Barack Obama is gearing up for strikes on Islamic State militants in the country, according to reports, and is looking to recruit allies to help.
But Number 10 denied Britain had been asked to take part.
“There’s been no request for us to deliver airstrikes and this is not something under discussion at the moment,” said a spokeswoman.
“Our focus remains on supporting the Iraq government and Kurdish forces so that they can counter the threat posed by Isil, for example with the visit of our security envoy to Iraq this week and the provision of supplies to Kurdish forces.”
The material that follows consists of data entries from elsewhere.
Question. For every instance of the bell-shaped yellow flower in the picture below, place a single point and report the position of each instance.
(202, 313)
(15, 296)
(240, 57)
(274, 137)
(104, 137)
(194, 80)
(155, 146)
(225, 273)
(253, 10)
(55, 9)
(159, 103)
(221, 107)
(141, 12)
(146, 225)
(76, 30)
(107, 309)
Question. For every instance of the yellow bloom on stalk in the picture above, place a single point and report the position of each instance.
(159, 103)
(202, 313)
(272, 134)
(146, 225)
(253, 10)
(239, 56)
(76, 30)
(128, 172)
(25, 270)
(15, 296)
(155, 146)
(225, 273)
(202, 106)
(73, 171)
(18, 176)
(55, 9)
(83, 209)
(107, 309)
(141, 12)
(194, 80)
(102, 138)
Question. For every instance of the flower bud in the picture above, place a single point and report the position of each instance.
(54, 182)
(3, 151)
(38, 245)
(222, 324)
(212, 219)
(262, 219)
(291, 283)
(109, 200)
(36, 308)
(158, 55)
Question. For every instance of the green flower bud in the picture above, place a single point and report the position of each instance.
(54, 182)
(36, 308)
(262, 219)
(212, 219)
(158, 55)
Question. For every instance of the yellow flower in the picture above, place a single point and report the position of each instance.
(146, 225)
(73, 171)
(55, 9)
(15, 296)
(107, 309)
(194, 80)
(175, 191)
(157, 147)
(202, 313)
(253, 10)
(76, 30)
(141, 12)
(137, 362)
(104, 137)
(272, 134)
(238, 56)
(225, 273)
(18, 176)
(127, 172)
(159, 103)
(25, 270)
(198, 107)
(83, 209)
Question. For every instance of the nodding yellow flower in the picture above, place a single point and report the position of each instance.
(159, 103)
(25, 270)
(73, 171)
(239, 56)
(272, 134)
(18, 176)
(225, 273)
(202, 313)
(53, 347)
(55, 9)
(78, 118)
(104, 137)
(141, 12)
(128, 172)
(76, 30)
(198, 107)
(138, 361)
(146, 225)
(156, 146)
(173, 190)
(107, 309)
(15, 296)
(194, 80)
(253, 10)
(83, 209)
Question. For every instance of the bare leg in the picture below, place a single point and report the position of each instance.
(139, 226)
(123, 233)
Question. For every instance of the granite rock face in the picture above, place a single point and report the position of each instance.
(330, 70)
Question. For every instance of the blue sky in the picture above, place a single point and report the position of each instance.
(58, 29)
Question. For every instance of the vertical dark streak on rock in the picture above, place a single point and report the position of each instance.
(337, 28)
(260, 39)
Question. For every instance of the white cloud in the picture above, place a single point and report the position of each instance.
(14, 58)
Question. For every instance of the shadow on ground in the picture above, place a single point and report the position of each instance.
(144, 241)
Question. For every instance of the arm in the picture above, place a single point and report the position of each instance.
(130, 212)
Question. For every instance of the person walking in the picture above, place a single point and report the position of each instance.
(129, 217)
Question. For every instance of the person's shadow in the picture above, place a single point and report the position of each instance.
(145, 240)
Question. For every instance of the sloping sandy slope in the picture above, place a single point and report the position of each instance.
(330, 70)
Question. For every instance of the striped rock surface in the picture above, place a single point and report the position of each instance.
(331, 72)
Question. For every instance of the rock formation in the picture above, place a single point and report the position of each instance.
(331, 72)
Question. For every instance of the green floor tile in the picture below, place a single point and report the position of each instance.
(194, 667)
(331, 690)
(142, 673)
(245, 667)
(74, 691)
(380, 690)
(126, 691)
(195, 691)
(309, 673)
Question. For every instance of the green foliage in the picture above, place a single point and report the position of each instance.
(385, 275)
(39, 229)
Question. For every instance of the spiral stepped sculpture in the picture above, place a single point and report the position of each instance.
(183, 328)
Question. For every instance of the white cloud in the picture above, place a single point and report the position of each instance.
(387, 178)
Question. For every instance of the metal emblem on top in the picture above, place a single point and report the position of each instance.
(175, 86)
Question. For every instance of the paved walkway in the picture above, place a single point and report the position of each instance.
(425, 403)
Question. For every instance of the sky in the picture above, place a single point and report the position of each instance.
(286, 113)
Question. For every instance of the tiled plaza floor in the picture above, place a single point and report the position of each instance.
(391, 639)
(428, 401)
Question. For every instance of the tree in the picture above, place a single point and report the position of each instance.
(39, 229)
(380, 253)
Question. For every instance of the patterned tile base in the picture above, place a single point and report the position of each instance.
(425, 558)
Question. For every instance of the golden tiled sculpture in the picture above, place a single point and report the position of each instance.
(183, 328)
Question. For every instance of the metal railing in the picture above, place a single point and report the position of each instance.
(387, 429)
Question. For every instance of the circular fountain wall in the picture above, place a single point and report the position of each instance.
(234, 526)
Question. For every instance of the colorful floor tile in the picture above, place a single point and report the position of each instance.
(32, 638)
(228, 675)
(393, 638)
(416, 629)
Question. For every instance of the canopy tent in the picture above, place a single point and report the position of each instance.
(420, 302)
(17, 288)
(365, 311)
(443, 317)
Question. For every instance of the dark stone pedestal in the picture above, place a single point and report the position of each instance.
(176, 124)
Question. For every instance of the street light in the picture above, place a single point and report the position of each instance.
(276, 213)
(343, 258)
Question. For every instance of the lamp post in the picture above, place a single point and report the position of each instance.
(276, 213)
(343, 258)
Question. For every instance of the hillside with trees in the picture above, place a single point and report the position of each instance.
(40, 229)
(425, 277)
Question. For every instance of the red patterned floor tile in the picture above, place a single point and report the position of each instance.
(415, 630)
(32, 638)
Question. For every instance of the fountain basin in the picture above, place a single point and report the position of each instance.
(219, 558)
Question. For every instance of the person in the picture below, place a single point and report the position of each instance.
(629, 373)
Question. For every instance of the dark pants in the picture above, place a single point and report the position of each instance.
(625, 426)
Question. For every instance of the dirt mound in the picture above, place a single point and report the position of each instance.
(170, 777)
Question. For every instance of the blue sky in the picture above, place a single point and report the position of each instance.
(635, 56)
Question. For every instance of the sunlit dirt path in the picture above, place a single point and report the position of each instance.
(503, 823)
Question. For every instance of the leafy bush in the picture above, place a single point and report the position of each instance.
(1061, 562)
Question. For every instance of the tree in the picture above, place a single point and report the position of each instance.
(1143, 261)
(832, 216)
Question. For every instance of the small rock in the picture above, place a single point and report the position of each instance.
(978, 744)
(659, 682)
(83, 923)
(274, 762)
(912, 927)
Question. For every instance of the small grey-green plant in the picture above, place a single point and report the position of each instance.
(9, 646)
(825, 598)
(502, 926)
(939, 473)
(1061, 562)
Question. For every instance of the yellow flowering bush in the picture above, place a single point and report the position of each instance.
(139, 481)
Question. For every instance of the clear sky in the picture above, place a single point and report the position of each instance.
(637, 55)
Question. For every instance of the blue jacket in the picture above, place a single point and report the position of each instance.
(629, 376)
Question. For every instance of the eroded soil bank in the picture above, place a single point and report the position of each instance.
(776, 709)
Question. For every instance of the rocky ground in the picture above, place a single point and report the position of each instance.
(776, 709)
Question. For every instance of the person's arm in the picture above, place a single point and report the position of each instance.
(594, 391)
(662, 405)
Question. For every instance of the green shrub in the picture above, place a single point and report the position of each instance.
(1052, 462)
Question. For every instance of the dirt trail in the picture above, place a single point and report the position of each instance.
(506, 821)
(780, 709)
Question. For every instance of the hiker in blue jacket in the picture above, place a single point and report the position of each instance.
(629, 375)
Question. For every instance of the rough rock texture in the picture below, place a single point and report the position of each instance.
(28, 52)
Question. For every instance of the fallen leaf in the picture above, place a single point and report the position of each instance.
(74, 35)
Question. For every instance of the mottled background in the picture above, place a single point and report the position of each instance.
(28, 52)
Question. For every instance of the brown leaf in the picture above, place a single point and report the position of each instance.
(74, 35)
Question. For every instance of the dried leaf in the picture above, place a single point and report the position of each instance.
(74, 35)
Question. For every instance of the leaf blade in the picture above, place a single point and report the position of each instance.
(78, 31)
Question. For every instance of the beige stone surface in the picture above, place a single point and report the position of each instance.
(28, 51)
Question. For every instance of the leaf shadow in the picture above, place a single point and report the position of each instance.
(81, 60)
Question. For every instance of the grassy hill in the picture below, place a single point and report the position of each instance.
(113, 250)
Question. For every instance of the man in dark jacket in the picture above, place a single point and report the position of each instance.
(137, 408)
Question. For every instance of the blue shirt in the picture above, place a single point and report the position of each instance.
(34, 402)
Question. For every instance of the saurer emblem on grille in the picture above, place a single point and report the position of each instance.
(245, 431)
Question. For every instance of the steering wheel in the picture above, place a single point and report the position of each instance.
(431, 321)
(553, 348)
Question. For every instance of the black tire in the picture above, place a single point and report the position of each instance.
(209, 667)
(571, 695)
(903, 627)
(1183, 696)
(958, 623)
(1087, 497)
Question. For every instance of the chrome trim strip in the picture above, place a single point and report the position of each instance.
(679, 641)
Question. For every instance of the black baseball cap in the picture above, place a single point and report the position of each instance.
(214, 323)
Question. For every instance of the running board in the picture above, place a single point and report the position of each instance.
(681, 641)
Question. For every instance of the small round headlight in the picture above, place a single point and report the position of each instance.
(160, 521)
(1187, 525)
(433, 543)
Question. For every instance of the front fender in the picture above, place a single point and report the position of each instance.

The Times reports that the US is looking at attacking the terror group with assistance from countries such as the UK, Australia and allied Gulf states.
It reports that a “scoping exercise” is under way to gauge support.
The issue is set to be high on the agenda when Nato members meet next week at Celtic Manor in south Wales for a two-day summit.
MPs last year voted against airstrikes against Syria’s President Assad, after Western powers accused him of using chemical weapons in the country’s civil war.
Any decision to join airstrikes against IS would be likely to face the same hurdle.
The beheading of US journalist James Foley by the Islamic State has piled pressure on President Obama to take tougher action against the group.
American strikes on IS fighters continue in Iraq, with British planes helping with surveillance.
But the group remains strong in the east of Syria – one of the countries where it has set up a self-proclaimed caliphate.
Its advance has seen it seize large swathes of land in the region, reportedly massacring enemies and non-Muslims.